After berry picking, I got on I-5 and headed home. The great thing about having a free day is the ability to be spontaneous. On a whim I decided to stop at the Mount Saint Helen’s visitor center, a five-mile detour east off I-5. When I got there, I found a wonderful view of the mountain over Silver Lake. Despite the light haze from distant forest fires, the view was beautiful. Since I had some time leeway, I decided to take the Silver Lake Wetland Haven Trail, an easy one mile loop, and stretch my legs. The sign promised: “This loop trail guides you through an intriguing marsh wetland, home to creatures galore within one single sheltered cove of Silver Lake.” The easy hard packed gravel was a walk in the park, very easy, with a super accessible view of the mountain. With interpretive signs and benches along the trail, it was a very informative walk as well.

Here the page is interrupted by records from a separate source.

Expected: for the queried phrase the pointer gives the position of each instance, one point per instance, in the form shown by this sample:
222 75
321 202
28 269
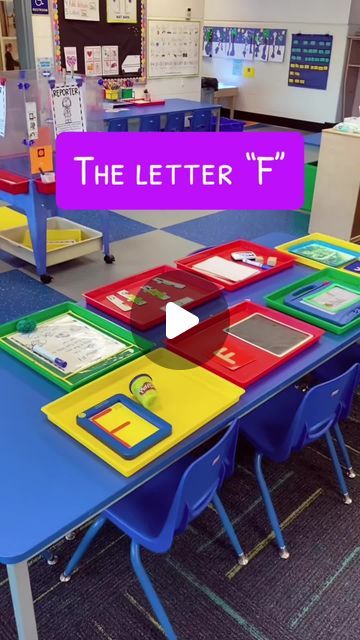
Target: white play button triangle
178 320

It is amazing to think that the mountain blew its top in 1980, 37 years ago. The area is beautiful now. It is hard to imagine that the area was covered with ash for miles around, and the destruction wrecked on the people and land is appalling to think about. 57 people died that day. However, it is also an encouraging thing to keep in mind as forest fires currently rage through Oregon, Washington and along the entire West Coast. There is hope that the land can heal and the forage can grow back again after a major disaster.
Mt. St. Helens Visitor Center
Exit 49 off I-5
As this summer has been busy, this adventure is from a few weeks back, but it started months ago with some planning this past spring. When my friend took me on the rails to trails trail back in May she mentioned that the blackberries along the trail were amazing. Since I love the taste of fresh, sun warmed, wild blackberries, we planned a blackberry foraging adventure for when they got ripe, which ended up being about the middle of August.
This time on the trail, she took me to a different section, about mile post 1 1/5. We picked up the Willapa Hills Trail (I now know its name!) off Tune Road in Chehalis. Not walking too far, we crossed train tracks (which are currently in use) and found patches of blackberries full of wonderfully plump and sweet berries! It was a good thing we weren’t in competition because she beat me and picked at least double the berries I gathered! In my defense though, I spotted a plum tree nestled behind the berries. The purple fruit looked ripe and, if I could only get through the berry thorns, within arm’s reach. There in the farmlands of western Washington, we had a good time getting sweaty, scratched and eating delicious fruit.
When I got home, and with a little internet searching, I discovered that the Willapa Hills Trail starts in Chehalis and ends about 56 miles away west in South Bend at Highway 101 (the historic Coastal Highway connecting the West Coast from Los Angeles, CA to Port Angeles, WA). The trail is a mix of paved and gravel, but consistently easy the whole way. As I was told, it used to be a train track and is relatively flat the entire distance.
Btw – I blame White Collar TV show for my lack of a blog post in August. Thank you, my berry picking pal, for recommending! It’s hilarious!